Les Cinq routes de Edo, un instrument de contrôle pour le shogunat

Les kaidô 街道, « route » en français, désignent les anciennes routes du Japon datant de l’époque Edo (1603-1868). Cinq d’entre elles sont particulièrement connues, sous l’appellation des Cinq routes d’Edo, Gokaidô 五街道, partant toutes de la ville de Edo (cette dernière ne deviendra Tokyo (« capitale de l’Est ») qu’à partir de l’Ère Meiji).

C’est le shogun Tokugawa Ieyasu qui en commença la construction en 1601, dans le but de renforcer son contrôle sur le pays, mais c’est son petit-fils le quatrième shogun du shogunat Tokugawa, Tokugawa Ietsuna, qui les proclama « routes majeures ».

Portrait peint par Kanō Tannyū

Tokugawa Ieyasu 徳川 家康 (1543-1616)

Il est le dernier des trois unificateurs du Japon de l’époque Sengoku, après Oda Nobunaga et Toyotomi Hideyoshi.

En 1603, il devient shogun, c’est-à-dire le chef des armées, et fait du village de Edo la nouvelle capitale. Il est le premier shogun de la dynastie des Tokugawa, qui règnera sur le Japon jusqu’en 1868.

Portrait peint par Kanō Yasunobu (The Japanese book "Exhibition of the Treasures and Papers of the Tokugawa Shogunal Household")

Tokugawa Ietsuna 徳川家綱 (1641-1680)

Quatrième shogun de la dynastie Tokugawa, il débute son règne à l’âge de dix ans.

De nombreux relais sont installés tout au long de ces routes, afin de permettre aux voyageurs de se reposer et de se ravitailler.

L’utilisation de ces routes est strictement encadrée. En effet, un décret annonce, en 1686, la mise en place de contrôles des voyageurs : le but premier de ces routes est de favoriser les déplacements officiels, et non pas de développer le tourisme ou la migration paysanne.

Mais malgré cela, les daimyō 大名, les seigneurs féodaux soumis au shogun, ne sont pas les seuls à les fréquenter : on y retrouve aussi d’autres voyageurs, comme des marchands, des pèlerins, des bonzes, et même des touristes.

La construction des cinq routes de Edo servait principalement au principe de résidence alternée, sankin-kōtai 参勤交代 en japonais : ce système, imposé par le shogunat, obligeait les daimyō à passer une année sur deux à Edo, et à y laisser leur famille lorsqu’ils retournaient dans leur fief han 藩.

En les obligeant d’une part à laisser leur famille en « otage », et d’autre part à utiliser une partie de leurs richesses en déplacements fréquents entre leur fief et la capital, ce système de rotation devait permettre de s’assurer que les seigneurs locaux ne s’habituent pas trop au pouvoir, et ainsi éviter de nouvelles divisions.

Les cinq routes de Edo sont les suivantes :

Crédits: Holger Behr (2008), CC BY-SA 3.0

Tōkaidō 東海道

Encore aujourd’hui, elle reste probablement la plus connue des cinq, et pour cause : une ligne de train reprend justement son itinéraire depuis 1889, perpétuant ainsi une tradition vieille de plusieurs siècles.

Longeant la côte, cette route permettait de relier Edo, lieu de résidence du shogunat, à Kyōto, lieu de résidence de l’empereur (privé certes de ses pouvoirs politiques, mais dont l’importance symbolique restait cruciale). Cette route bénéficiait donc d’un statut relativement important, ce qui expliquait une forte fréquentation des voyageurs.

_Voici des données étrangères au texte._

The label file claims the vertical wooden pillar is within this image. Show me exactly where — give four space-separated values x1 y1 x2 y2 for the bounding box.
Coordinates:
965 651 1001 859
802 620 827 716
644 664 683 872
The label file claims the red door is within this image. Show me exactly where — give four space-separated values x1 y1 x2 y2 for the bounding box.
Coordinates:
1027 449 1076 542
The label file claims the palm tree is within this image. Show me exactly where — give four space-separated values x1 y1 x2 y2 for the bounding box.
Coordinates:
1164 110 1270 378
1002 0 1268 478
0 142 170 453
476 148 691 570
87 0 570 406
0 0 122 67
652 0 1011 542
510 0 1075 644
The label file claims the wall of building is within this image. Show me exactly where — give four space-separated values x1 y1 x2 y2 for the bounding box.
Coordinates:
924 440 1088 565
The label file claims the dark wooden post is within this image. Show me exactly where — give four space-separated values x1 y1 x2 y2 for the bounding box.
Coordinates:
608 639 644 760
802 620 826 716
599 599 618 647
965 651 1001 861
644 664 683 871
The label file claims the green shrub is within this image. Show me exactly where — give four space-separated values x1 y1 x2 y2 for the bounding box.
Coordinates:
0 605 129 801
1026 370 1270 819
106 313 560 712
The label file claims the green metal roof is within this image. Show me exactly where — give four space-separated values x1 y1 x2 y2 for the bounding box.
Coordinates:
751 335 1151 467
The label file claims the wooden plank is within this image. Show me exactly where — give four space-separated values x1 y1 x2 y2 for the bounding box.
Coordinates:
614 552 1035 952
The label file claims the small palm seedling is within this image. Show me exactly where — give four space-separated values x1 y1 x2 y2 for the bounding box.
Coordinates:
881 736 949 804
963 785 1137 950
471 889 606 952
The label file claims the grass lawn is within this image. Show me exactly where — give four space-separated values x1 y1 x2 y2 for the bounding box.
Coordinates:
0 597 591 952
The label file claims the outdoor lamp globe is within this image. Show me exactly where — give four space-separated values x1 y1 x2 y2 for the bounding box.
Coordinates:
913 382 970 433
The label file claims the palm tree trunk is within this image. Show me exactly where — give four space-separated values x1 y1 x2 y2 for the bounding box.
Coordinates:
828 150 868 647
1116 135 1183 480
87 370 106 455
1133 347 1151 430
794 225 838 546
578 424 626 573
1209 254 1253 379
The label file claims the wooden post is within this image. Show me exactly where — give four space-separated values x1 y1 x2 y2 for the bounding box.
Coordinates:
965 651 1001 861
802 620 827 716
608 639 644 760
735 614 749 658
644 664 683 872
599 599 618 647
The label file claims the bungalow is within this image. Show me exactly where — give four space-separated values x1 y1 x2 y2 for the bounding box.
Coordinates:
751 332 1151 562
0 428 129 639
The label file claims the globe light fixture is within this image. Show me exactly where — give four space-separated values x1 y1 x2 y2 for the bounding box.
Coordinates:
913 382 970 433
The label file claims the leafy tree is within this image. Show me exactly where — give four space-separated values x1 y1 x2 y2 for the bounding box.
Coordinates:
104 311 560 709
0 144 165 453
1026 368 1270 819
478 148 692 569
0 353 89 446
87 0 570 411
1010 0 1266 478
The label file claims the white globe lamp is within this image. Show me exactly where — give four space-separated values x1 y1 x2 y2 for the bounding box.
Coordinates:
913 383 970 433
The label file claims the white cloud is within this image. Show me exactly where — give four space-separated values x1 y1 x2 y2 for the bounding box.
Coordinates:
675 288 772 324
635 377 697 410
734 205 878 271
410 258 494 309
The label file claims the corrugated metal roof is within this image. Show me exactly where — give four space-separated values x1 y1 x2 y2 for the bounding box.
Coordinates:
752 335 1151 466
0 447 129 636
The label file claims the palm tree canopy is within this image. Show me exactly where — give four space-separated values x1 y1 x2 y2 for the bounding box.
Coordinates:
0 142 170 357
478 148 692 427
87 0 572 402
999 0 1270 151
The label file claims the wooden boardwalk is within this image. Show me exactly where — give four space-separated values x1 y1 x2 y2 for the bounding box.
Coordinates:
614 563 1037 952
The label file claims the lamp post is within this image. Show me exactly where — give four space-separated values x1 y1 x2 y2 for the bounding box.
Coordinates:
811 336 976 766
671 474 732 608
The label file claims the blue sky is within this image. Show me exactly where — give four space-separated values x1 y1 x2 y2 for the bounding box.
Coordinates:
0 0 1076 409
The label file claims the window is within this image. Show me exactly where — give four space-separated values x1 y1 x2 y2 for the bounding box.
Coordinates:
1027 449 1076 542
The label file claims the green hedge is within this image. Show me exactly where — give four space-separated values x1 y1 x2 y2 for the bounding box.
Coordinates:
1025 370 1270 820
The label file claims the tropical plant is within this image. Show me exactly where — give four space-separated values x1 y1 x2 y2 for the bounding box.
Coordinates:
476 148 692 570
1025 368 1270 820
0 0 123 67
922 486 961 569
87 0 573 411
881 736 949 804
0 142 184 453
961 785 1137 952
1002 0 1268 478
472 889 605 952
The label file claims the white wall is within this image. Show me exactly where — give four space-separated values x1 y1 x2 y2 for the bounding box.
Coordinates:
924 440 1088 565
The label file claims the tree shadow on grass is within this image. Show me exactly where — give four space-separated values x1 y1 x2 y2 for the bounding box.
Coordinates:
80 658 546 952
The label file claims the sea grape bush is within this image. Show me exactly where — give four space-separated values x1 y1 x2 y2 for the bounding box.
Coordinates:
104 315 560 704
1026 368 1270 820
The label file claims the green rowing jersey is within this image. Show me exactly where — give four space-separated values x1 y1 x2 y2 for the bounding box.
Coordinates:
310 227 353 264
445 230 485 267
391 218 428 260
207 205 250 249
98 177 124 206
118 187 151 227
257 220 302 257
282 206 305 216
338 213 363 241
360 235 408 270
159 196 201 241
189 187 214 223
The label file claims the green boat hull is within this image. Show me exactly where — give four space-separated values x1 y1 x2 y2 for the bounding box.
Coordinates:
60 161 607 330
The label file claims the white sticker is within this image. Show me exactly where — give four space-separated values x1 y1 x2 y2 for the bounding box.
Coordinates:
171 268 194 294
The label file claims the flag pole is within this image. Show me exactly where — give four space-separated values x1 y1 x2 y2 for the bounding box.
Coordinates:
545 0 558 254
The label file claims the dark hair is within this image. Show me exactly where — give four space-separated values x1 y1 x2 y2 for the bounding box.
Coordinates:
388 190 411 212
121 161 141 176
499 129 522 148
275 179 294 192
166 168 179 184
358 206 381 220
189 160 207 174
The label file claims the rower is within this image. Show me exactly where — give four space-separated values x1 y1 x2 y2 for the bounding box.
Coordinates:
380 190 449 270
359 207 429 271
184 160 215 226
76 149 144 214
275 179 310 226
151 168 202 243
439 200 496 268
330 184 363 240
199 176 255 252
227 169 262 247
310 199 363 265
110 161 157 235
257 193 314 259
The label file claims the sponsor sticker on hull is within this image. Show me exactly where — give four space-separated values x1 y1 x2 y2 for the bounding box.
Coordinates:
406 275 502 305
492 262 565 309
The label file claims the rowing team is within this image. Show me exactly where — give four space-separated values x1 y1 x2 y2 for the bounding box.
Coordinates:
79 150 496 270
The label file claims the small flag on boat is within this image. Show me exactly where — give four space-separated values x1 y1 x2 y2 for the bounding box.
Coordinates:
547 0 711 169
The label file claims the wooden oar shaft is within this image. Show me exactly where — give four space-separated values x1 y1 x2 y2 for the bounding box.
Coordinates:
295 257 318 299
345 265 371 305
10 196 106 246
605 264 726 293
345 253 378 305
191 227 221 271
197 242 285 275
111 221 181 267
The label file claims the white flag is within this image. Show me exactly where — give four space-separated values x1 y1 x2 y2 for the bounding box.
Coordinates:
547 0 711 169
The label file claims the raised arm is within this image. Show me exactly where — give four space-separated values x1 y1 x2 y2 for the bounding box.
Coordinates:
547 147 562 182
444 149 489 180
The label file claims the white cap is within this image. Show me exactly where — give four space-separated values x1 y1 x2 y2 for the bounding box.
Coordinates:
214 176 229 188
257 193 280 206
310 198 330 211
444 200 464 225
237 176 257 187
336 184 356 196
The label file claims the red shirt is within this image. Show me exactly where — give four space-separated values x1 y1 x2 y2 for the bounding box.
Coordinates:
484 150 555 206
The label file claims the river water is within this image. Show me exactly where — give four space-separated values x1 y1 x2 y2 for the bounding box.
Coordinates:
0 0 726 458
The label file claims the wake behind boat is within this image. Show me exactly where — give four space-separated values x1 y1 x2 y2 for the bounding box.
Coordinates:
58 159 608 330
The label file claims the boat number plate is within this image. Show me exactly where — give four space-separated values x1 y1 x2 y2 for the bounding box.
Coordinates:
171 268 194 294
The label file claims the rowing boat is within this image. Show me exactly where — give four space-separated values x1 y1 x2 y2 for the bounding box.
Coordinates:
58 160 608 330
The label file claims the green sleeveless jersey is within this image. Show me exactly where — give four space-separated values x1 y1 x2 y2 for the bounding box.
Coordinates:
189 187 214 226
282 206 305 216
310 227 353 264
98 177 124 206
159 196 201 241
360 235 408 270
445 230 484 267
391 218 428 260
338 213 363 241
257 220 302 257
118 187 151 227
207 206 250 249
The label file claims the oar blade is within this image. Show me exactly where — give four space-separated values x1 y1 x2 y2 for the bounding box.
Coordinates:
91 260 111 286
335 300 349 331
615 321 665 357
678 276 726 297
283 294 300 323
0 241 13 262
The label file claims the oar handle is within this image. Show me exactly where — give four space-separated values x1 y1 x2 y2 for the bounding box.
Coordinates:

Longue d’environ 500 kilomètres, elle était jalonnée de 53 relais. Pour la parcourir à pied, deux semaines étaient nécessaires, ce qui représentait une nette amélioration, par rapport aux 91 jours de voyage que la route initiale, définie au XIe siècle requérait. Le Tōkaidō a inspiré tant les peintres que les écrivains.

Les estampes qu’en a fait Hokusai sont particulièrement célèbres.

Katsushika Hokusai (1760-1849), Shinagawa at the Tokaido (1829-1833). Collection of Japanese prints of Centre Céramique, Maastricht, the Netherlands (source)

Nakasendō 中山道

Comme le Tōkaidō, le Nakasendō reliait la capitale à Kyoto. Il constituait un itinéraire alternatif qui passait par le centre de Honshu, par les montagnes, ce qui explique son nom. Aussi appelé Kisokaidō, il était jalonné de 69 stations, pour une distance totale d’environ 542 kilomètres.

Le Nakasendō avait la réputation d’être une route sûre et de bonne qualité, ce qui en faisait un axe très fréquenté.

Ochiai on the Kisokaido, ukiyo-e prints by Hiroshige (source)

Kōshū Kaidō 甲州街道

Le Kōshū Kaidō reliait Edo à la ville de Kofu, dans la préfecture de Yamanashi. La route se poursuivait ensuite jusqu’à Shimosuwa-shuku, relais où passait également le Nakasendō. Il était jalonné de 44 relais.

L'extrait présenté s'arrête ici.